Ainda que as pessoas nem sempre se disponham a ensinar o que sabem, a serem professores, o mais fundamental em relação ao aprendizado é que nunca deixemos de ser alunos, isto é, que nunca abandonemos a atitude de alguém que pode potencialmente aprender — com o que quer que seja, com quem quer que seja. É essa uma das lições desse comentário do Livro do Desassossego. A medida que o tempo passa e nos tornamos mais velhos parece natural que o acúmulo de ideias, verdades, certezas, nos torne impermeáveis a qualquer visão alternativa, a qualquer revisão de nossa imagem de mundo. Esse desprendimento tampouco é uma atitude estimulada no modelo curricular das nossas instituições de ensinos, orientadas àquilo que Kuhn denominou como ciência normal. Nenhuma instituição ensina revoluções e transformações de paradigmas. A tendência à confirmação que aparece na base das nossas visões de mundo não é uma deficiência, mas uma característica própria a todos nós, e se devemos mitigar seus efeitos em nome de uma posição mais dialógica com respeito a diferenças é preciso que não nos deixemos encantar pelas autoridades e normas que construímos para lidar com o mundo. Precisamos alimentar e conservar a atitude de alguém que está pronto a aprender e renovar as lentes por meio das quais vê o mundo.

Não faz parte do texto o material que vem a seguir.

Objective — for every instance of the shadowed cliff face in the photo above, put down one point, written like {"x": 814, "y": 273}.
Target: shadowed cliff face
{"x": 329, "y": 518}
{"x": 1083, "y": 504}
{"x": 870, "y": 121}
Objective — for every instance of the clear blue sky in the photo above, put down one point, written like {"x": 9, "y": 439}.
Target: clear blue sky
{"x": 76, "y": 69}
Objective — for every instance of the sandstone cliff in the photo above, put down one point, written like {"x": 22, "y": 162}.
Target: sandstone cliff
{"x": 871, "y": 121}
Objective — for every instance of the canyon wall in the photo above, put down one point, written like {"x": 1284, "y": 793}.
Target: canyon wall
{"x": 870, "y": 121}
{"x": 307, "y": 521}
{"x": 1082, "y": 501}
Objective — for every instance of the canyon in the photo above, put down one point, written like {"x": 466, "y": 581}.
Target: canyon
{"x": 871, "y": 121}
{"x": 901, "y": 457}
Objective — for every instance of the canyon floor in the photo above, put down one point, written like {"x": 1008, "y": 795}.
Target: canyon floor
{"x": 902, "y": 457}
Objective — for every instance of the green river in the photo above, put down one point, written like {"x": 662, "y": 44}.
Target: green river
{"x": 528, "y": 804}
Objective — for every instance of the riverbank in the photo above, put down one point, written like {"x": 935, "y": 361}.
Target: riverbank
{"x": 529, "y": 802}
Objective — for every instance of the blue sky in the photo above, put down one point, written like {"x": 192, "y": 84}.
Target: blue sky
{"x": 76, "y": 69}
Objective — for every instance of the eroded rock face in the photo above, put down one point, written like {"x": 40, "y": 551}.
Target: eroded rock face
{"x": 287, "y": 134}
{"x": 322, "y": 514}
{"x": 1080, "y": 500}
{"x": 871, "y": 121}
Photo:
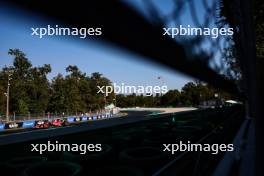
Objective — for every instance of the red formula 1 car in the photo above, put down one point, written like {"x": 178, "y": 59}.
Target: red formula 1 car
{"x": 59, "y": 122}
{"x": 42, "y": 124}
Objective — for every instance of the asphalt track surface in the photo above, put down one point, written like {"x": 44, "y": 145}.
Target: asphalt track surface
{"x": 32, "y": 134}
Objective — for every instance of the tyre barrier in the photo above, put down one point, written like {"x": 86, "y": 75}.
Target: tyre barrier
{"x": 146, "y": 158}
{"x": 35, "y": 123}
{"x": 119, "y": 171}
{"x": 53, "y": 168}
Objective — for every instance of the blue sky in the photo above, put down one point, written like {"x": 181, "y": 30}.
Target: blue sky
{"x": 90, "y": 57}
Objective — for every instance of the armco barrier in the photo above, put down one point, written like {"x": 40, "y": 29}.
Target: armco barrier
{"x": 71, "y": 119}
{"x": 84, "y": 118}
{"x": 2, "y": 126}
{"x": 28, "y": 124}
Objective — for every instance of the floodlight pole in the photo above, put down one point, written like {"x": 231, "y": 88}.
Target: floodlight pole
{"x": 7, "y": 96}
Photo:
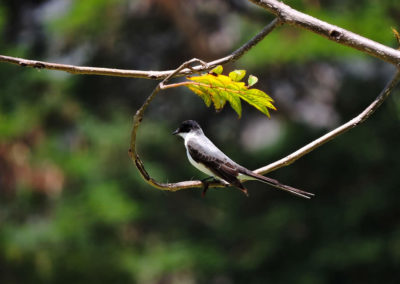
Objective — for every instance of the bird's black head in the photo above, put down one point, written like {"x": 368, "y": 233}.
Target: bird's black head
{"x": 186, "y": 127}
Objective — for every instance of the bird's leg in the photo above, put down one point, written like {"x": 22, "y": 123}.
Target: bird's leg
{"x": 206, "y": 183}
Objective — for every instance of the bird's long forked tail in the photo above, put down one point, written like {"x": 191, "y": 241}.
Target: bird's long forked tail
{"x": 277, "y": 184}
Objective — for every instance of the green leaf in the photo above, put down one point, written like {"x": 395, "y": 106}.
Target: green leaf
{"x": 252, "y": 80}
{"x": 218, "y": 89}
{"x": 237, "y": 75}
{"x": 217, "y": 70}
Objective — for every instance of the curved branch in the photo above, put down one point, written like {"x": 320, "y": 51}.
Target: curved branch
{"x": 139, "y": 73}
{"x": 137, "y": 119}
{"x": 364, "y": 115}
{"x": 293, "y": 17}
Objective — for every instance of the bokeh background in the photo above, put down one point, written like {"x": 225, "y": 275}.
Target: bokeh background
{"x": 73, "y": 208}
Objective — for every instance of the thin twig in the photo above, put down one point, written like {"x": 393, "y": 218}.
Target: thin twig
{"x": 293, "y": 17}
{"x": 158, "y": 75}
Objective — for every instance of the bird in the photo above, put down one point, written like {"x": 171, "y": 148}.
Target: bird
{"x": 206, "y": 157}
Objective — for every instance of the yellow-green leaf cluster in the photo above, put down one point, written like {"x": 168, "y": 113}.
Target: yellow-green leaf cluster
{"x": 216, "y": 88}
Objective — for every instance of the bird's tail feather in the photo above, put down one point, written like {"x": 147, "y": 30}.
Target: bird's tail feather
{"x": 277, "y": 184}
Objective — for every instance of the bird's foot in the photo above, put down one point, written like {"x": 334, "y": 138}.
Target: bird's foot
{"x": 206, "y": 182}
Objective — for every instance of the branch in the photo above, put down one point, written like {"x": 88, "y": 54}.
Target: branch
{"x": 139, "y": 73}
{"x": 293, "y": 17}
{"x": 137, "y": 119}
{"x": 364, "y": 115}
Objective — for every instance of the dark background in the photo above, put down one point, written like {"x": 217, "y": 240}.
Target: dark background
{"x": 73, "y": 208}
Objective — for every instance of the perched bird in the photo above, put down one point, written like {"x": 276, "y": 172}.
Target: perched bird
{"x": 206, "y": 157}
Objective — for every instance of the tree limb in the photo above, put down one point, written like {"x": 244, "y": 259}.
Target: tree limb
{"x": 291, "y": 158}
{"x": 364, "y": 115}
{"x": 287, "y": 15}
{"x": 158, "y": 75}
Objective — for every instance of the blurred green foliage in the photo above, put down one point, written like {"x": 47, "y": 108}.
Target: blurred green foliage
{"x": 74, "y": 209}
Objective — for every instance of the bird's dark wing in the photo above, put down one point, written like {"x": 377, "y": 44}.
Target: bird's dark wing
{"x": 216, "y": 162}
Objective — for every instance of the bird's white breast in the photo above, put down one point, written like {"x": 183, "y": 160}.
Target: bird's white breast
{"x": 197, "y": 165}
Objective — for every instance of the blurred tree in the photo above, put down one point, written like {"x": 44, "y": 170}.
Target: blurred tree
{"x": 73, "y": 209}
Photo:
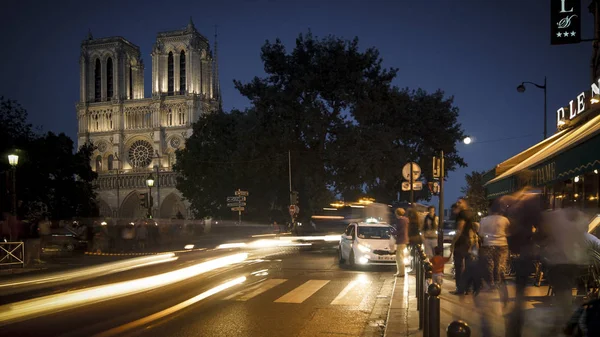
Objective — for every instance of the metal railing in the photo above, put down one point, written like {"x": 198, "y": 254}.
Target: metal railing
{"x": 428, "y": 300}
{"x": 12, "y": 253}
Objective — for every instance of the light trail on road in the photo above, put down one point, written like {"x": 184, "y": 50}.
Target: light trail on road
{"x": 28, "y": 309}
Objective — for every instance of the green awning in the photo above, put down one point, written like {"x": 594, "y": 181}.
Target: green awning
{"x": 574, "y": 152}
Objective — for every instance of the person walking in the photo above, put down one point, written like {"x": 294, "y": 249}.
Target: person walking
{"x": 494, "y": 247}
{"x": 400, "y": 225}
{"x": 525, "y": 213}
{"x": 430, "y": 228}
{"x": 465, "y": 250}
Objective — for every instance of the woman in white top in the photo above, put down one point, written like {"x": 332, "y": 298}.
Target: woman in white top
{"x": 494, "y": 248}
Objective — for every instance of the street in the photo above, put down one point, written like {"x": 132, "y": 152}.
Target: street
{"x": 286, "y": 293}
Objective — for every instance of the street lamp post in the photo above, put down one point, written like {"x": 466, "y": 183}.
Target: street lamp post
{"x": 150, "y": 183}
{"x": 13, "y": 160}
{"x": 521, "y": 88}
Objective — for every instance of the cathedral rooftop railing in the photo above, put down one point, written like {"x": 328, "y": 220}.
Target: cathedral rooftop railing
{"x": 133, "y": 179}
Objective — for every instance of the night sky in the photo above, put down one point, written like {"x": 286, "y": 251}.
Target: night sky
{"x": 478, "y": 51}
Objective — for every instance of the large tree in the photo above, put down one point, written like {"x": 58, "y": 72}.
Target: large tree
{"x": 333, "y": 107}
{"x": 474, "y": 192}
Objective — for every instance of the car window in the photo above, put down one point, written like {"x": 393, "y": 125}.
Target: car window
{"x": 449, "y": 225}
{"x": 368, "y": 232}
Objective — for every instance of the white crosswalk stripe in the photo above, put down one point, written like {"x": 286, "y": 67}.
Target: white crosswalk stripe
{"x": 246, "y": 294}
{"x": 303, "y": 292}
{"x": 352, "y": 294}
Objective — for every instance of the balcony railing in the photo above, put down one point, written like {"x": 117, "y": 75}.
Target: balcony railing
{"x": 133, "y": 180}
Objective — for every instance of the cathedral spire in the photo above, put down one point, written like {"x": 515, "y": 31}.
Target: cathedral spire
{"x": 191, "y": 26}
{"x": 217, "y": 85}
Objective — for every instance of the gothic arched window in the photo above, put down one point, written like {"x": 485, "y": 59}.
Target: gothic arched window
{"x": 170, "y": 117}
{"x": 98, "y": 163}
{"x": 130, "y": 83}
{"x": 170, "y": 79}
{"x": 109, "y": 79}
{"x": 182, "y": 73}
{"x": 110, "y": 162}
{"x": 97, "y": 81}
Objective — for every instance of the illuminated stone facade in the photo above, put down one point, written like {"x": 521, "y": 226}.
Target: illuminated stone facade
{"x": 133, "y": 135}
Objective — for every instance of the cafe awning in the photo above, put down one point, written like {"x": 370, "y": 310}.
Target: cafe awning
{"x": 566, "y": 154}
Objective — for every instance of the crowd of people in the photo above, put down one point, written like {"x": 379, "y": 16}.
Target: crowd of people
{"x": 515, "y": 225}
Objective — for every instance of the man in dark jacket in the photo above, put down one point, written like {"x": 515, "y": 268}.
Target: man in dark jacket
{"x": 401, "y": 235}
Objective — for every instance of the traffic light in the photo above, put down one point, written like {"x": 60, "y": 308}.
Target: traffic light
{"x": 295, "y": 197}
{"x": 143, "y": 200}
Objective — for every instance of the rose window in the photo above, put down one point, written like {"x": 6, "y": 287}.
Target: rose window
{"x": 175, "y": 142}
{"x": 102, "y": 147}
{"x": 140, "y": 154}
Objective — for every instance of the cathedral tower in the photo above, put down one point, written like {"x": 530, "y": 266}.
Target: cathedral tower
{"x": 182, "y": 64}
{"x": 110, "y": 68}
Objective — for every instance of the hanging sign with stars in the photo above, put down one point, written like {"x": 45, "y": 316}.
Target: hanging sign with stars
{"x": 565, "y": 21}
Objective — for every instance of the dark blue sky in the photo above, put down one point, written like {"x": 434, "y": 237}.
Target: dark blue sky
{"x": 478, "y": 51}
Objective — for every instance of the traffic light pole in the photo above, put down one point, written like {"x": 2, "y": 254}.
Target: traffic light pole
{"x": 441, "y": 202}
{"x": 149, "y": 202}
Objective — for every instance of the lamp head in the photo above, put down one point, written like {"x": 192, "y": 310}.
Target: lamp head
{"x": 150, "y": 180}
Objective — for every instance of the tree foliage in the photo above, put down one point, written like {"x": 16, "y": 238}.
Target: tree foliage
{"x": 335, "y": 109}
{"x": 52, "y": 179}
{"x": 474, "y": 191}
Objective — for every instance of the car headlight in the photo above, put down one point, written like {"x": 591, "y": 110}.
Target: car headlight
{"x": 363, "y": 248}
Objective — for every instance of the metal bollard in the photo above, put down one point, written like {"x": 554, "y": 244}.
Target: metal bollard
{"x": 433, "y": 321}
{"x": 428, "y": 276}
{"x": 458, "y": 329}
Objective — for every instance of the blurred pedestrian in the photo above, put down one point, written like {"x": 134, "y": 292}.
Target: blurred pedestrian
{"x": 524, "y": 212}
{"x": 465, "y": 250}
{"x": 400, "y": 225}
{"x": 563, "y": 235}
{"x": 494, "y": 247}
{"x": 430, "y": 228}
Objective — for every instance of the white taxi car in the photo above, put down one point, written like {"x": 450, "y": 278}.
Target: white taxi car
{"x": 367, "y": 243}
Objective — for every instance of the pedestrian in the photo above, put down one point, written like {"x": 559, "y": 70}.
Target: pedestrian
{"x": 525, "y": 213}
{"x": 438, "y": 261}
{"x": 465, "y": 248}
{"x": 430, "y": 228}
{"x": 563, "y": 238}
{"x": 494, "y": 247}
{"x": 400, "y": 225}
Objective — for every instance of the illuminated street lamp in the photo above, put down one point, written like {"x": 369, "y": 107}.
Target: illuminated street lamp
{"x": 13, "y": 160}
{"x": 150, "y": 183}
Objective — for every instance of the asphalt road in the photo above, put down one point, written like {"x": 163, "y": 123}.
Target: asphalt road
{"x": 293, "y": 293}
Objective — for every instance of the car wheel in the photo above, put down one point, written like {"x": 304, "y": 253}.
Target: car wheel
{"x": 351, "y": 261}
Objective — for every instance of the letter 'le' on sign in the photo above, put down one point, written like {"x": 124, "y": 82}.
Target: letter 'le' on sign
{"x": 565, "y": 21}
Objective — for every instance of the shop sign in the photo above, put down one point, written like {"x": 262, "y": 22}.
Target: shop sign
{"x": 545, "y": 174}
{"x": 579, "y": 105}
{"x": 565, "y": 21}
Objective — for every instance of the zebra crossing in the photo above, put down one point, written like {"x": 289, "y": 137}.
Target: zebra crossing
{"x": 350, "y": 293}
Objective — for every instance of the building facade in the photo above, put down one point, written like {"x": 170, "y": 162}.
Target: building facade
{"x": 134, "y": 136}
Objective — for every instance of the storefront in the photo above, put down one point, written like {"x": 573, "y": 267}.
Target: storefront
{"x": 565, "y": 166}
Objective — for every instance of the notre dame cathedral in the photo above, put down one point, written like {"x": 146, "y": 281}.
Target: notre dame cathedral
{"x": 134, "y": 136}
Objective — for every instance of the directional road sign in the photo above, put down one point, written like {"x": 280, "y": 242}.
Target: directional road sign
{"x": 416, "y": 170}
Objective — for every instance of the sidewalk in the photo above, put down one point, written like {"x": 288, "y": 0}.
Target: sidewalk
{"x": 403, "y": 317}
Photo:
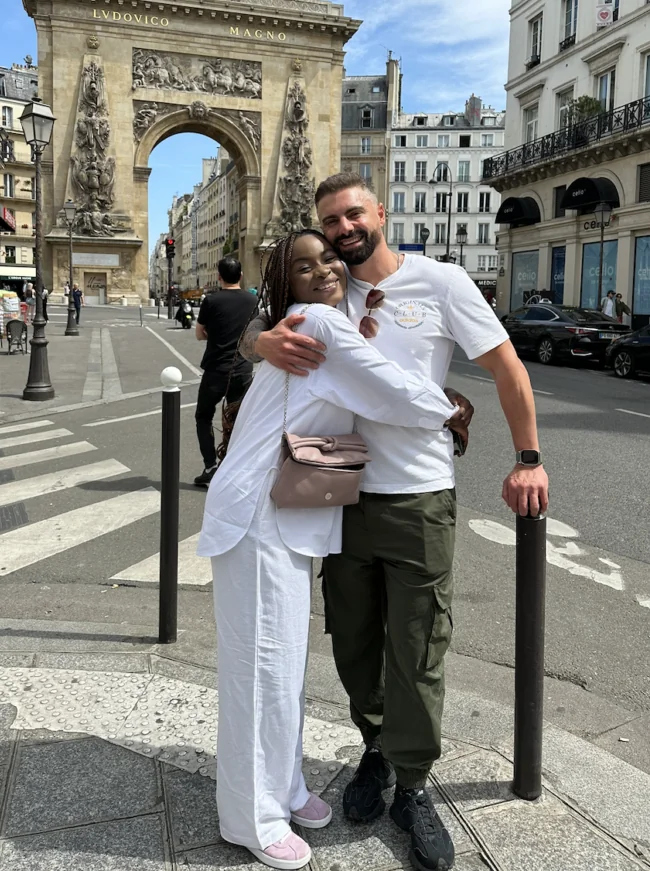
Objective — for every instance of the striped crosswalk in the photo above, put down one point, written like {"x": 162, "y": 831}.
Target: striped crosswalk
{"x": 24, "y": 544}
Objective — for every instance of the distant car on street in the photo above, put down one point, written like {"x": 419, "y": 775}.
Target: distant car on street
{"x": 630, "y": 354}
{"x": 552, "y": 333}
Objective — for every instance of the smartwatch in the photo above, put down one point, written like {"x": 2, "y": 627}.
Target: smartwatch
{"x": 529, "y": 458}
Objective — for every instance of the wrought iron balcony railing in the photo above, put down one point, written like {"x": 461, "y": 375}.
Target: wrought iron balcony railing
{"x": 625, "y": 119}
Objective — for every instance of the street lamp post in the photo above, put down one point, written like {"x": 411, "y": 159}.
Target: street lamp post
{"x": 37, "y": 122}
{"x": 441, "y": 170}
{"x": 461, "y": 239}
{"x": 424, "y": 235}
{"x": 602, "y": 214}
{"x": 70, "y": 210}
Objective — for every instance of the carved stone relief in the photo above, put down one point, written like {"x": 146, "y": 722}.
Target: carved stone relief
{"x": 176, "y": 72}
{"x": 250, "y": 123}
{"x": 296, "y": 189}
{"x": 92, "y": 172}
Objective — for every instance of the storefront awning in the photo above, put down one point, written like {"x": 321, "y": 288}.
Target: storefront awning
{"x": 584, "y": 193}
{"x": 518, "y": 212}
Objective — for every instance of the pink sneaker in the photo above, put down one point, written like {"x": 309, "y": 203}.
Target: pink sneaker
{"x": 287, "y": 854}
{"x": 316, "y": 814}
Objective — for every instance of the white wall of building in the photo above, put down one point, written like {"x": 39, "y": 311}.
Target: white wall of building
{"x": 418, "y": 144}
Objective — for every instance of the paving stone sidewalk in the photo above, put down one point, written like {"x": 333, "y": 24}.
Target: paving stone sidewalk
{"x": 107, "y": 763}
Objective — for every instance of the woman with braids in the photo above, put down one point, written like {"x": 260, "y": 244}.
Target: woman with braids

PS. Os cursos universitários que ensinam a ser feliz não parecem justamente uma tentativa de dar um tratamento “técnico” àquilo que não pode ser ensinado como técnica? Àquilo que só pode ser aprendido por cada um à sua maneira. Nesse sentido, eles são sintoma de parte do que falei acima. O velho Freud disse uma vez que não há regra de ouro para a felicidade.. mais uma razão que estejamos sempre atentos, pois nunca sabemos quando, onde ou quem pode nos ensinar a ser feliz.